Technical analysis

Technical analysis is a tool or strategy for forecasting the likely future price movement of an asset using market data. The assumption behind technical analysis's validity is that the aggregate activities - buying and selling – of all market participants properly represent all relevant information about a traded asset, and so continuously assign the security a fair market value.

Technical traders think that the most accurate indication of future price movement is the present or prior price activity in the market. Technical analysis is not a technique employed only by technical traders. Many fundamental traders employ fundamental research to evaluate whether to enter a market, but then utilize technical analysis to identify attractively low-risk buy entry price levels. 
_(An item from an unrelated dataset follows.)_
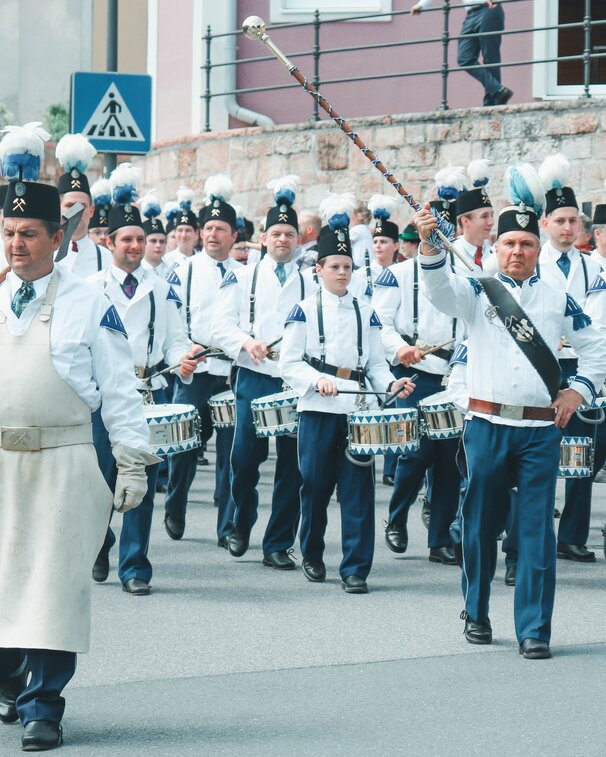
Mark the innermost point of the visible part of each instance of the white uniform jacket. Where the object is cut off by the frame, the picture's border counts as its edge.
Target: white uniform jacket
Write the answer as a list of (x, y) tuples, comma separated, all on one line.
[(199, 302), (231, 324), (89, 351), (170, 342), (87, 260), (497, 370), (301, 336), (393, 300)]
The most often used form of displaying price movement on a chart is candlestick charting. A candlestick is produced by the price activity over a certain period, regardless of the time frame. Each candlestick on an hourly chart represents one hour of price activity, but each candlestick on a 4-hour chart represents four hours of price action.

Candlestick patterns are among the most extensively used technical indicators for detecting market reversals or trend changes. 
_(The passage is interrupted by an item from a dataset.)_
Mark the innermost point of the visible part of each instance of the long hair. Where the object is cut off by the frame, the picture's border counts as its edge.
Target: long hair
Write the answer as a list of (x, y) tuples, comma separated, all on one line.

Along with analyzing candlestick patterns, technical traders have access to an almost infinite number of technical indicators to aid them in making trading choices. Moving averages are very certainly the most often utilized technical indicator. Numerous trading methods include the use of one or more moving averages. A basic moving average trading strategy would be. Buy as long as the price is above the 50-period exponential moving average (EMA); Sell as long as the price is below the 50 EMA.

Numerous traders employ daily pivot point indicators, which often indicate various support and resistance levels in addition to the pivot point, to determine price levels for entering or exiting trades. Pivot point levels often signal important support or resistance levels, as well as the boundaries of a trading range. If trading soars (or plummets) through the daily pivot and all accompanying support and resistance levels, this is considered by many traders as “breakout” trading, which will significantly move market prices in the breakout direction. 
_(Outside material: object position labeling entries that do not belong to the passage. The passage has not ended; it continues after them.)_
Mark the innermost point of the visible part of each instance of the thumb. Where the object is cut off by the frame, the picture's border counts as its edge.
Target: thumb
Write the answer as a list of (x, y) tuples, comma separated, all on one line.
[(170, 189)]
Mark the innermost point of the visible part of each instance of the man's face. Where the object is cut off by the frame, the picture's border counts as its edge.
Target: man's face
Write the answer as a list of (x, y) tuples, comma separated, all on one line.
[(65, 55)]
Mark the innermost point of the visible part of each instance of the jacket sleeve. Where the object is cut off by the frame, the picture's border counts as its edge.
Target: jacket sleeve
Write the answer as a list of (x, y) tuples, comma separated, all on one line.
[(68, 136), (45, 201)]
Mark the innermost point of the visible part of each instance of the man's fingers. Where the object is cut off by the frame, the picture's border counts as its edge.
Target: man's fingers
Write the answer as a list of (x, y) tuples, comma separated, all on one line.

Moving averages and the majority of other technical indicators are mainly concerned with identifying the anticipated direction of the market, either upward or downward. However, there is another class of technical indicators whose primary objective is to identify market strength rather than market direction. Among these indicators is the Stochastic Oscillator, the Relative Strength Index (RSI), the Moving Average Convergence-Divergence (MACD), and the Average Directional Movement Index (ADX).